Сержант мгновенно остолбенел, глазки его застыли, автомат с грохотом свалился на пол, он постоял еще несколько секунд, а затем колени подкосились, и он тяжело рухнул на ковер, упав на спину и раскинув руки в стороны. С виду он был похож на мертвого, но я знала, что он сейчас жив, все видит, слышит, но никому не может сказать о том, что испытывает жуткую боль во всех суставах, которые у него словно выворачивают раскаленными клещами. Так будет продолжаться бесконечно, но об этом никто не будет знать, кроме нас двоих. Он никому не сможет пожаловаться на свою боль и попросить обезболивающее, ибо у него парализованы все двигательные и речевые центры. Единственное, что у него будет работать, это сердце, из-за чего его будут считать живым и не похоронят, не подозревая о том, что смерть для него – самое желанное. А он будет смотреть на всех своими застывшими, ничего не выражающими глазами, слушать их сочувственные речи и каждое мгновение умирать от боли и безысходности, не в силах поведать окружающим о своих непрекращающихся страданиях. Я обрекла его на адовы муки.
Надеюсь, Акира простит меня за это, потому что я мстила не только за свою сестру, но и за всех, кто пострадал из-за таких вот продажных ничтожеств в погонах.
– Что это с ним? – удивленно воскликнул Алексей, подбегая к распростертому телу, и начал щупать пульс на толстой шее.
– Не знаю, – пожала я плечами. – Вы же видели, я до него даже не дотронулась. Стоял, стоял – и на тебе, упал.
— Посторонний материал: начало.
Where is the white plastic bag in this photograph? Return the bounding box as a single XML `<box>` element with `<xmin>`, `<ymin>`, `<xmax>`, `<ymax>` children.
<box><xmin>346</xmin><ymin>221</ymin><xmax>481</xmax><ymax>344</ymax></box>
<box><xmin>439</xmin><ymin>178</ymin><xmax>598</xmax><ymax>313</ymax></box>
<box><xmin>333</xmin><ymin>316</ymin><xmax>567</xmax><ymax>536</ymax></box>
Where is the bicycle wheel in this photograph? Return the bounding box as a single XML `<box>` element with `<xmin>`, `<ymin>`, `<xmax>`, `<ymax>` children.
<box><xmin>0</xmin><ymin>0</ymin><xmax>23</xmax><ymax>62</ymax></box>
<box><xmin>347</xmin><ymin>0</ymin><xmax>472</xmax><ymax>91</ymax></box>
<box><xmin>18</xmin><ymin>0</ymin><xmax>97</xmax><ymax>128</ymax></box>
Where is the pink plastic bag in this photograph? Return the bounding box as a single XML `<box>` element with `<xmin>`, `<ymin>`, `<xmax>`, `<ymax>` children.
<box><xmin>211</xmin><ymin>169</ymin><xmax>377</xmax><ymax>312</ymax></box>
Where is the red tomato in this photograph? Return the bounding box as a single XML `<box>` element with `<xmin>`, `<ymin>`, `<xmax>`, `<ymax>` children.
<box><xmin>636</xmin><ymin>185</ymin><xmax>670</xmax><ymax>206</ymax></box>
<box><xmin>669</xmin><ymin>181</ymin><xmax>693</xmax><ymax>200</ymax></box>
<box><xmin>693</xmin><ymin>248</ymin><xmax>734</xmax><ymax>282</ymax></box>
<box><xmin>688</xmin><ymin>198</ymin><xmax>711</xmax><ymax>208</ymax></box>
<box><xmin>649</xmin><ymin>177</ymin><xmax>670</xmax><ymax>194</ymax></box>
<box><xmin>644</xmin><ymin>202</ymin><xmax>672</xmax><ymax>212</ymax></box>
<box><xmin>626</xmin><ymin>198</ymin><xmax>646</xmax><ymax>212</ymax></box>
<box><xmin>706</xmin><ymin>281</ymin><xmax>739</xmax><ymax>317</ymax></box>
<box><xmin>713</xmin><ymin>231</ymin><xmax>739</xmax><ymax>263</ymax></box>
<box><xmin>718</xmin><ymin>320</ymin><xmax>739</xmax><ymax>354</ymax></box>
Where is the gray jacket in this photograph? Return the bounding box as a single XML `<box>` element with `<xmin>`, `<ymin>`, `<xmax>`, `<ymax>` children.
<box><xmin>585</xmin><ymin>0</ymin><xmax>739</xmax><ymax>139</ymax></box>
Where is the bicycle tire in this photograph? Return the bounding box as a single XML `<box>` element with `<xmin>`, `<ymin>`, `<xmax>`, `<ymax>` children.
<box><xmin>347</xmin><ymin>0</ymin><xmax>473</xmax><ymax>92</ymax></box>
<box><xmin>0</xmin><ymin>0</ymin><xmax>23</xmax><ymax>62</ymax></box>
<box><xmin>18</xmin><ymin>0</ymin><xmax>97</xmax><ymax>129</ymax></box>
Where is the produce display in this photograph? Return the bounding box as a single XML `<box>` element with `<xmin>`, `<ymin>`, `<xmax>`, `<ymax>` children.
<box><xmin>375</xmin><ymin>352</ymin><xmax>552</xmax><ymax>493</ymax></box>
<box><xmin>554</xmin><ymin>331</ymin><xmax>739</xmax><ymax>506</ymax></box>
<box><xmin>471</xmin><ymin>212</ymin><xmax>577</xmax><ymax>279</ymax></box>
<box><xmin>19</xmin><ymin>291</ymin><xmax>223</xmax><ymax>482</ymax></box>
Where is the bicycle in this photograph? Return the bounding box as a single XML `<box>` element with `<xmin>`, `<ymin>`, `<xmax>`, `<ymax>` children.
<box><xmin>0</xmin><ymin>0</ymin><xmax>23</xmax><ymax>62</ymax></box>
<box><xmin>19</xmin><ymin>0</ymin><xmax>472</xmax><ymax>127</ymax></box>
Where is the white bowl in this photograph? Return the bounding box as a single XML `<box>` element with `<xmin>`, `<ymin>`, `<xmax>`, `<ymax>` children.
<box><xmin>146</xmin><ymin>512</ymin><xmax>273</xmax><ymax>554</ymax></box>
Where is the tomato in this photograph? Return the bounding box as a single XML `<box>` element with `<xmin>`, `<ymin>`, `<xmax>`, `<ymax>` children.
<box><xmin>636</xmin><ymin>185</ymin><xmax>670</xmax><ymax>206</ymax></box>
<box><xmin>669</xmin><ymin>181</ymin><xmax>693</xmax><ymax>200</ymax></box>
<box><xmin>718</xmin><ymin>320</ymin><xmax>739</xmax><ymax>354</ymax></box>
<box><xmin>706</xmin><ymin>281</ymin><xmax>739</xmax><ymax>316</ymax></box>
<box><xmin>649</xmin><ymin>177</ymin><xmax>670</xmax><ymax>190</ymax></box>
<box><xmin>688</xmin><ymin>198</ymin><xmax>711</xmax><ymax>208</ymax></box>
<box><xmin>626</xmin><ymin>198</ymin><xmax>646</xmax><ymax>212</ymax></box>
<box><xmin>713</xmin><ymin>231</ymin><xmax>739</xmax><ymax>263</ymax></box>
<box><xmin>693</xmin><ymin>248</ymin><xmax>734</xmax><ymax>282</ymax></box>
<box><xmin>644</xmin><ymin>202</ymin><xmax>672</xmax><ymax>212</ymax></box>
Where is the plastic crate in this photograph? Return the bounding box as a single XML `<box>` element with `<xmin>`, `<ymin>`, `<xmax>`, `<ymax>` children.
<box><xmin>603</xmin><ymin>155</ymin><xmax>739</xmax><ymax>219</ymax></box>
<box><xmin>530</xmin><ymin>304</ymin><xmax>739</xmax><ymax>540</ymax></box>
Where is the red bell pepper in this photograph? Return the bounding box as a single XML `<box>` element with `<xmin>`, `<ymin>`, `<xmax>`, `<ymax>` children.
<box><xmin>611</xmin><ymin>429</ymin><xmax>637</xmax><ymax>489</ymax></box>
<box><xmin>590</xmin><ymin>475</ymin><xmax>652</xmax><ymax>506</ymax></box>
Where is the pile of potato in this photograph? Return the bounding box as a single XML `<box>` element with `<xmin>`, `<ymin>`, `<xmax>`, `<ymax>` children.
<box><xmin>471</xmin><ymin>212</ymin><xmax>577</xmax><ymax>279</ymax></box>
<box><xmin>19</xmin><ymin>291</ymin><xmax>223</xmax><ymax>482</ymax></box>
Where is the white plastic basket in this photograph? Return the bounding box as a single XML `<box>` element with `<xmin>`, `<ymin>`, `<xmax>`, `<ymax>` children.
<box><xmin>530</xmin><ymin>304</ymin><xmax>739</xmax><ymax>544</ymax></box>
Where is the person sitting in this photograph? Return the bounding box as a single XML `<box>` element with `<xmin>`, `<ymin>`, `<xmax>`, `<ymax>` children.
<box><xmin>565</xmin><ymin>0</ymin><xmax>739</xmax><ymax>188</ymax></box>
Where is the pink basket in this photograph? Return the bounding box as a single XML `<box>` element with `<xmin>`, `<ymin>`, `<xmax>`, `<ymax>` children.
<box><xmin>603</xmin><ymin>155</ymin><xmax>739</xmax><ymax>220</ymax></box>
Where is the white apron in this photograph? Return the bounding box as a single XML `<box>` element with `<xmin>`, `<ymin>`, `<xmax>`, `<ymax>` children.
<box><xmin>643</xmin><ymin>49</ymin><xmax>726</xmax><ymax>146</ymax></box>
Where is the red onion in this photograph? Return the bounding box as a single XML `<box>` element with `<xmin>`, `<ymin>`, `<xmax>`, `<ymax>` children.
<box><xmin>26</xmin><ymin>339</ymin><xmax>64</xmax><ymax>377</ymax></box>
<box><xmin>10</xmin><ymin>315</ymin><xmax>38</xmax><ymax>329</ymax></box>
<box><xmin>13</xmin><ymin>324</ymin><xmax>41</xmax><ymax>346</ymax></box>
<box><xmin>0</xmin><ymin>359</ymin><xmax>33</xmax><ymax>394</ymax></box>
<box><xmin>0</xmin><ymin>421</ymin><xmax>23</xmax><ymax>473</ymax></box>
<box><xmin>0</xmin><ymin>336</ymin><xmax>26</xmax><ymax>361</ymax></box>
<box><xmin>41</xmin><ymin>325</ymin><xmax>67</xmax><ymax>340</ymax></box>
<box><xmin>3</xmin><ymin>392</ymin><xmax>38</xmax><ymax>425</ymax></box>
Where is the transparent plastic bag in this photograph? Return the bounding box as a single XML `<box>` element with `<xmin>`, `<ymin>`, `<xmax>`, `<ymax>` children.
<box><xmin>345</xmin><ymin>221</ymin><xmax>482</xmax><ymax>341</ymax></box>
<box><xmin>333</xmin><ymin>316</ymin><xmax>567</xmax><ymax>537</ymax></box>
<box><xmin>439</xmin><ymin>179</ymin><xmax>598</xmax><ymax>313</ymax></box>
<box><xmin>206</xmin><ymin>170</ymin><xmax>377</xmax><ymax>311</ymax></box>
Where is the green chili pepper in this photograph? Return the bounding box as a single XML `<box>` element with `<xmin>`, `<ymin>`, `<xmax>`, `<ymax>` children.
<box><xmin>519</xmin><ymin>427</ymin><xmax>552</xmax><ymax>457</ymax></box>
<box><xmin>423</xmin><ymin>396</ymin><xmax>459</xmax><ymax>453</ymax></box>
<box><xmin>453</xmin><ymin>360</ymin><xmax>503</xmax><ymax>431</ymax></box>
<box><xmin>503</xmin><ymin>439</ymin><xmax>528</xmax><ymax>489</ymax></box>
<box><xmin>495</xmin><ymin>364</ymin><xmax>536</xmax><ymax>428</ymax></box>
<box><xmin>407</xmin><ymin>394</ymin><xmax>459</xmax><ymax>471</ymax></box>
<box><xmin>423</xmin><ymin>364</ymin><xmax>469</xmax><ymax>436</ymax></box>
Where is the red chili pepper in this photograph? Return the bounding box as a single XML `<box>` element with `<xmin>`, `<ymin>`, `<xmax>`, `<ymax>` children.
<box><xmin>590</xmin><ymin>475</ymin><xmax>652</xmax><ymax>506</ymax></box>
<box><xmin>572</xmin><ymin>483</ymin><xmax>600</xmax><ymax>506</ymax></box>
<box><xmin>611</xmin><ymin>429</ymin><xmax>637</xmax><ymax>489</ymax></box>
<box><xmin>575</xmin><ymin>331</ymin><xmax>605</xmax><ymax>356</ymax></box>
– Похоже, он еще жив – пульс бьется. Вызовите «Скорую», Родион!
– Я бы ему лучше катафалк вызвал, – проворчал тот, поднимая трубку телефона. – Отдал нас за тридцать сребреников бандитам на растерзание, а я теперь должен ему врача вызывать…
На крыльце снова послышались шаги, мы повернули головы и увидели еще одного милиционера с автоматом. Тот вошел, увидел лежащего на полу коллегу, и глаза его испуганно округлились.
– Дима, что это с тобой? – он посмотрел на нас. – Что вы с ним сделали?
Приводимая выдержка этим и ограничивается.